STree

July 26, 2025 ยท View on GitHub

This repo contains the code for STree: Speculative Tree Decoding for Hybrid State-Space Models. It is adapted from MambaInLlama repo.

Setup

We ran our experiments on a Nvidia RTX3090 machine with CUDA 11.8

Creating

pip install torch==2.3.0 --index-url https://download.pytorch.org/whl/cu118
pip install packaging
pip install evaluate
pip install causal_conv1d==1.4
pip install flash-attn==2.6.3
pip install transformers==4.49.0
pip install triton==3.0.0
# for evaluation
pip install shortuuid fastchat psutil accelerate

Usage

Distilling small mamba2 model for drafting

ACCELERATE_LOG_LEVEL=info accelerate launch --config_file deepspeed_zero3.yaml train_mamba2/train_distill_mamba2.py llama3.2_3B/distilled_llama2.yaml

Or

Downloading our distilled draft model

Our draft model can be found on huggingface To download and put it in the correct location:

cd checkpoint
git clone https://huggingface.co/ycwu97/mamba2-distilled-small

Inference

The inference entry point is located at benchmarks/benchmark_generation_mamba_simple.py.

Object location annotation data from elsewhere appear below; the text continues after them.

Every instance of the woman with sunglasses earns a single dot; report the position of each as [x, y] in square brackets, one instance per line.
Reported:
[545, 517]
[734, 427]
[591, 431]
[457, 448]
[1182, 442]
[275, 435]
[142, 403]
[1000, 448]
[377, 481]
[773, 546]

It provides a lot of options:

Baseline auto-regressive inference with Mamba2InLlama8B (use JunxiongWang/Llama3.2-Mamba2-3B-distill for 3B models for testing)

python benchmarks/benchmark_generation_mamba_simple.py --model-name JunxiongWang/Llama3.1-Mamba2-8B-distill --prompt "Earth is a planet." --cg

On a Nvidia 3090 GPU, the decoding time is around 2118ms

Speculative tree decoding with static tree as draft

python benchmarks/benchmark_generation_mamba_simple.py --model-name JunxiongWang/Llama3.1-Mamba2-8B-distill --prompt "Earth is a planet." --cg --spec_Ngram --use_tree_decoding --activation_replay --jit_state_copy --npad=4 --ndraft=1 --draft_num_beam=3 --strategy MIL-st

On a Nvidia 3090 GPU, the decoding time is around 1456ms

Vanilla Speculative Decoding

python benchmarks/benchmark_generation_mamba_simple.py --model-name JunxiongWang/Llama3.1-Mamba2-8B-distill --prompt "Earth is a planet." --cg --spec_Ngram --use_Nstep_kernel --activation_replay --jit_state_copy --npad=4 --ndraft=1 --strategy MIL

On a Nvidia 3090 GPU, the decoding time is around 1585ms

Evaluation

Evaluation scripts are found in scripts folder. Each block of commands can be copied into terminal and ran.

Code explanation

Key kernels are implemented in triton in mamba_ssm/ops/tree_scan.py and mamba_ssm/ops/selective_scan_update.py Mamba2 layers in mamba_ssm/modules/mamba2.py are modified to use tree scan kernel and selective Nstep kernel, together with other features to speed up.